Difference between estimators
Now check the direction of the difference between estimators as a function of
the observed Pearson correlation coefficient (keeping n=10
fixed as above):
julia> using Plots
julia> plot(r -> r - cor_unbiased(r), xlim=[-1, 1], label="r difference",
xlab="observed r")
julia> plot!(r -> r^2 - r2_unbiased(r), label="r² difference")
You should get the following plot:
As you can see, Pearson correlation coefficient is always bumped up for positive correlations and down for negative correlations in our case.
Interestingly the coefficient of determination is bumped down if the absolute value of true correlation is less than approximately 0.6565, and if this absolute value is larger then it will be changed up.
This means that we can expect that for large true Pearson coefficient of correlation the standard formula for computing the coefficient of determination will lead to underestimation of the true value on the average.
To check this let us run our simulation again with true r=0.9
and still
keeping n=10
:
julia> r2_sim_2 = [sim(10, 0.9)^2 for _ in 1:10^6];
julia> OneSampleTTest(r2_sim_2, 0.81)
One sample t-test
-----------------
Population details:
parameter of interest: Mean
value under h_0: 0.81
point estimate: 0.796659
95% confidence interval: (0.7964, 0.7969)
Test summary:
outcome with 95% confidence: reject h_0
two-sided p-value: <1e-99
Details:
number of observations: 1000000
t-statistic: -100.77325436105275
degrees of freedom: 999999
empirical standard error: 0.00013238294244740913
julia> OneSampleTTest(r2_unbiased.(sqrt.(r2_sim_2)), 0.81)
One sample t-test
-----------------
Population details:
parameter of interest: Mean
value under h_0: 0.81
point estimate: 0.810047
95% confidence interval: (0.8098, 0.8103)
Test summary:
outcome with 95% confidence: fail to reject h_0
two-sided p-value: 0.7251
Details:
number of observations: 1000000
t-statistic: 0.351680959027248
degrees of freedom: 999999
empirical standard error: 0.0001342944339289557
Indeed the coefficient of determination is negatively biased in this case and using Olkin and Pratt method worked again.
So what are the downsides of Olkin and Pratt estimator of the coefficient of
determination?

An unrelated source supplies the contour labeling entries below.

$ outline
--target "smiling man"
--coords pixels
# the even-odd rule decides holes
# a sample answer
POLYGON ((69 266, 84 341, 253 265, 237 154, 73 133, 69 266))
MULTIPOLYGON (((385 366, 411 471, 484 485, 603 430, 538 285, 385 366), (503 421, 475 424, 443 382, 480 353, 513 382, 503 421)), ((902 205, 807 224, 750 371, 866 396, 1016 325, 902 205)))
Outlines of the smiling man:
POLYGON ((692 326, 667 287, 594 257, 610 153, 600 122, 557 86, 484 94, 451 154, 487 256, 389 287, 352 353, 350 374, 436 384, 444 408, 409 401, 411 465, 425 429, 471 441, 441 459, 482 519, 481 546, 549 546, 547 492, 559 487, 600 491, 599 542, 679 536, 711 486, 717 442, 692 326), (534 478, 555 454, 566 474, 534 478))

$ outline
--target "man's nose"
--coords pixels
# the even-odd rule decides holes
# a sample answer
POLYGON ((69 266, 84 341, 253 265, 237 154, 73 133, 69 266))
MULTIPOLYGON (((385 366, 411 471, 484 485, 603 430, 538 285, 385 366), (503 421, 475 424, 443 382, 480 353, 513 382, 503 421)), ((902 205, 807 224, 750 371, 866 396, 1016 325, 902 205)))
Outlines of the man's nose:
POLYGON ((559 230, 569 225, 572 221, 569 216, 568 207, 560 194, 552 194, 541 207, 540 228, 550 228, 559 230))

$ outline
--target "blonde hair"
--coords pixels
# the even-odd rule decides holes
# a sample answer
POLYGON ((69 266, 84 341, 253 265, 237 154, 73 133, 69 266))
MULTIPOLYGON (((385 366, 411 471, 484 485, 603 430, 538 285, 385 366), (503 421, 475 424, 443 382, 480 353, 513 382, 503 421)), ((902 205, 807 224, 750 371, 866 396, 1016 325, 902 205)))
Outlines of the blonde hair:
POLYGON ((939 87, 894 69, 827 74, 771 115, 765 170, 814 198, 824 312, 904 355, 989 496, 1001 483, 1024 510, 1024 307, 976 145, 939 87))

The problem is that it gives negative values for the coefficient
for observed r
close to 0
. Why is this unavoidable? To see this assume for
a moment that true r=0
. In random a sample we will see some positive observed
r^2
, just by pure chance. Therefore, to keep the estimator unbiased (note that
its expected value should be 0
) we have to allow for its negative values.
Conclusions
I hope you found the presented properties of estimators useful. I think it is quite interesting that even basic statistical methods have quite complex properties, that are not obvious initially.